On to the sweet potato filling. I modified this recipe as well. I wanted to make a half batch and didn't want a 1/2 can of tomatoes left over, so I used a couple fresh tomatoes along with the red chile sauce I had already made. I didn't learn my lesson and added a full chipotle pepper; however, the recipe calls for 2-3, so at least I was starting to catch on. I mashed up the baked sweet potato and all the ingredients were ready.

The boy helped with this next step and it took a little bit of trial and error to figure out the best method. I had read somewhere online that you should flatten a piece of dough with your hands, place it on the husk, top with filling, and then form another piece of dough for the top. We didn't have much luck with this, as it was impossible to keep the filling from seeping out between the two layers.

Don't do it this way!

I have also seen people making tamales by spreading the dough onto the husk with a spatula. This was the method we ended up using--we spread the dough onto about 2/3 of the husk and then put filling on one side of it so that one side would fold over with dough for the top and then the opposite side would fold over the first with no dough. There are good folding instructions here. We also had better luck with the sweet potato filling because it would smoosh down and allow for better folding--the squash filling tended to come out and make a big mess.

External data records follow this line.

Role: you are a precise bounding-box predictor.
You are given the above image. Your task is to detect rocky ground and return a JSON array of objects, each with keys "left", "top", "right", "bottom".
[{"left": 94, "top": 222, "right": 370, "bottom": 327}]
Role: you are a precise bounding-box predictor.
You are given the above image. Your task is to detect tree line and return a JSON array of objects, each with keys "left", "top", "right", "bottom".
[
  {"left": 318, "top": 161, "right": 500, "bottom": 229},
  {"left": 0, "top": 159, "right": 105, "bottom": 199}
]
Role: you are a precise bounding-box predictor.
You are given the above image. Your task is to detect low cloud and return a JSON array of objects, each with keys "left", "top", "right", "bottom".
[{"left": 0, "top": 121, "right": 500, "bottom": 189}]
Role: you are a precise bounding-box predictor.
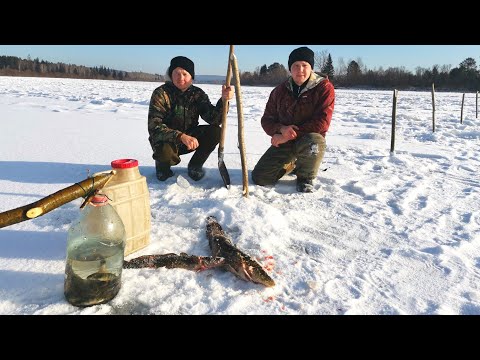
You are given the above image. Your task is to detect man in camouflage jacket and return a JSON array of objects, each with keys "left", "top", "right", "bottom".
[
  {"left": 148, "top": 56, "right": 233, "bottom": 181},
  {"left": 252, "top": 47, "right": 335, "bottom": 192}
]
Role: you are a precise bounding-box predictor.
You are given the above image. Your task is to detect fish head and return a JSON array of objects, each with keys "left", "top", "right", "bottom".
[{"left": 227, "top": 254, "right": 275, "bottom": 287}]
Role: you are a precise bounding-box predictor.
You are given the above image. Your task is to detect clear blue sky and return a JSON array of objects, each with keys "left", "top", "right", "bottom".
[{"left": 0, "top": 44, "right": 480, "bottom": 75}]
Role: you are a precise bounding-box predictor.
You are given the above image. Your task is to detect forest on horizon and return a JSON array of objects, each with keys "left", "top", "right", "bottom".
[{"left": 0, "top": 51, "right": 480, "bottom": 91}]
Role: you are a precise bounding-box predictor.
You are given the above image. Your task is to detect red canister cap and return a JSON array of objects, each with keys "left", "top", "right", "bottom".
[
  {"left": 111, "top": 159, "right": 138, "bottom": 169},
  {"left": 90, "top": 194, "right": 108, "bottom": 206}
]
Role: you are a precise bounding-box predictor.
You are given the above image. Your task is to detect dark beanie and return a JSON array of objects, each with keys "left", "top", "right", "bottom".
[
  {"left": 288, "top": 46, "right": 315, "bottom": 70},
  {"left": 168, "top": 56, "right": 195, "bottom": 79}
]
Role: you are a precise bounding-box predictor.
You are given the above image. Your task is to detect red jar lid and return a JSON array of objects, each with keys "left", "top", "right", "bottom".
[{"left": 111, "top": 159, "right": 138, "bottom": 169}]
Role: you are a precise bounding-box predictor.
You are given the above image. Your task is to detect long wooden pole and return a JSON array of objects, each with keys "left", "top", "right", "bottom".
[
  {"left": 0, "top": 171, "right": 115, "bottom": 228},
  {"left": 218, "top": 45, "right": 233, "bottom": 189},
  {"left": 432, "top": 83, "right": 435, "bottom": 132},
  {"left": 390, "top": 89, "right": 398, "bottom": 153},
  {"left": 231, "top": 54, "right": 248, "bottom": 197}
]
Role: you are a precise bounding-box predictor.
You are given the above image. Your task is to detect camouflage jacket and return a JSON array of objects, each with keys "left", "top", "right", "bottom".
[
  {"left": 261, "top": 72, "right": 335, "bottom": 137},
  {"left": 148, "top": 81, "right": 223, "bottom": 144}
]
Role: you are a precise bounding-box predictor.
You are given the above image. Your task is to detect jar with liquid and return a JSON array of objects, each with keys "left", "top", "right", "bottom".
[{"left": 64, "top": 194, "right": 126, "bottom": 307}]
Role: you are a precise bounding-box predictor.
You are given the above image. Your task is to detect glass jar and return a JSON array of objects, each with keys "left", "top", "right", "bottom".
[{"left": 64, "top": 194, "right": 126, "bottom": 307}]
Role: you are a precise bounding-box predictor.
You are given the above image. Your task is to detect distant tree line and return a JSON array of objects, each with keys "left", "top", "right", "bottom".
[
  {"left": 240, "top": 51, "right": 480, "bottom": 91},
  {"left": 0, "top": 56, "right": 164, "bottom": 81}
]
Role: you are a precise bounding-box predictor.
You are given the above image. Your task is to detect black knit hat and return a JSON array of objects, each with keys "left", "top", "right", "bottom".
[
  {"left": 288, "top": 46, "right": 315, "bottom": 70},
  {"left": 168, "top": 56, "right": 195, "bottom": 79}
]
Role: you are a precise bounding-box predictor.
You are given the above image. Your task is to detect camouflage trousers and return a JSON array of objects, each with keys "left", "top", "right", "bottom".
[
  {"left": 152, "top": 125, "right": 221, "bottom": 167},
  {"left": 252, "top": 133, "right": 327, "bottom": 185}
]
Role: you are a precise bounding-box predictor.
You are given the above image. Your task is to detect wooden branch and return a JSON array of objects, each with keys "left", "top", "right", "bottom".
[
  {"left": 231, "top": 54, "right": 248, "bottom": 197},
  {"left": 432, "top": 83, "right": 435, "bottom": 132},
  {"left": 0, "top": 171, "right": 115, "bottom": 228},
  {"left": 390, "top": 89, "right": 398, "bottom": 153}
]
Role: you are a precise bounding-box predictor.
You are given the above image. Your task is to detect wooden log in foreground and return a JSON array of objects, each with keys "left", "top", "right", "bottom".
[{"left": 0, "top": 171, "right": 115, "bottom": 229}]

After what seemed like hours of folding, we were ready to start steaming these bad boys! I crammed as many as would fit into the top of a steamer pan and left them to their own devices for about 30 minutes.

Having a steam bath.

To round out the meal, I made salsa with homemade tortilla chips and salad. I'm no salsa expert, but I like to chop the tomatoes, add salt, and let them sit and juice for a few minutes.

Leave us alone, we're juicing!

Then, I added red onion, garlic and cilantro. Lime juice and some jalepeno would have also been good but 1) my limes were bad and 2) my mouth was still on fire from tasting the chipotle sauce, so I left well enough alone. The chips were easy peasy--cut up some flour tortillas and bake in a single layer at 350 until crisp, turning once.

I had originally planned to make a more spanish-inspired salad but, again, I couldn't bear the thought of putting anything else spicy in my mouth so it ended up being a pear, fig, and baby spinach salad with balsamic vinaigrette. The cool pears were the perfect counterpoint to all the spiciness of the tamales. Wanna know my secret for vinaigrette? Good quality balsamic, a dash of olive oil, and two pinches of sugar. So simple and so incredibly delicious!

We especially loved the sweet potato tamales. The sweet offset the insane heat of the sauce, making the whole thing extra yummy. I'm not sure how soon I'll be setting aside an entire day for this process, but at least now I can say I've done it. Plus, I have a freezer full of tamales for the next craving.